Ainsi, au total, les crédits consacrés aux aides à l'acquisition de véhicules propres en 2021 se sont élevés à 1,2 milliard d'euros , en recul de 4 % par rapport à 2020.

Répartition des dépenses consommées (CP) en 2021
entre les programmes 174 et 362

(en millions d'euros)

Source : commission des finances du Sénat (d'après les documents budgétaires)

Les dynamiques du bonus, en forte hausse (+ 66,2 %) et de la prime, en baisse significative (- 70,2 %), sont inversées .

Le rapporteur spécial note que les crédits consacrés aux aides à l'acquisition de véhicules propres demeurent élevés néanmoins, compte-tenu des enjeux de transition écologique du parc de véhicules et de la conjoncture très délicate du secteur automobile, il estime que les soutiens pourraient être encore accentués . À ce titre, il se félicite que le Gouvernement ait décidé très récemment 7 ( * ) de reporter la diminution des barèmes du bonus qui était prévue au 1 er juillet 2022. Une ouverture de 400 millions d'euros de crédits complémentaires est ainsi proposée par le Gouvernement en 2022 dans le cadre du projet de loi de finances rectificative actuellement en discussion au Parlement. Le rapporteur spécial note cependant que 55 millions d'euros de crédits avaient été annulés sur le programme 174 à l'occasion du décret d'avance n° 2022-512 du 7 avril 2022.

L'article 107 de la loi n° 2021-1104 du 22 août 2021 portant lutte contre le dérèglement climatique et renforcement de la résilience face à ses effets, prévoit l'expérimentation d'un prêt à taux zéro pour l'acquisition d'un véhicule électrique ou hybride. Cette expérimentation doit démarrer à compter du 1 er janvier 2023 et pour une durée de deux ans. Le décret n° 2022-615 du 22 avril 2022 8 ( * ) encadrera le dispositif.

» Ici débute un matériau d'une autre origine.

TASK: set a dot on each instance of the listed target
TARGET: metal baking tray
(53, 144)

b) Malgré la baisse de son montant, le nombre de bonus délivrés et les crédits consacrés au dispositif ont fortement augmenté en 2021

Le 1 er juillet 2021, le montant du bonus a été réduit de  1 000 euros . Malgré cette décision, l'engouement pour le dispositif ne s'est pas démenti et le nombre de bonus délivré n'a cessé de croître (+ 131 % en un an). En 2021, 1 021 millions d'euros d'AE et 1 020 millions de CP ont été consommés pour financer la délivrance de bonus, soit des hausses de 67,1 % et 66,1 % par rapport à 2020 .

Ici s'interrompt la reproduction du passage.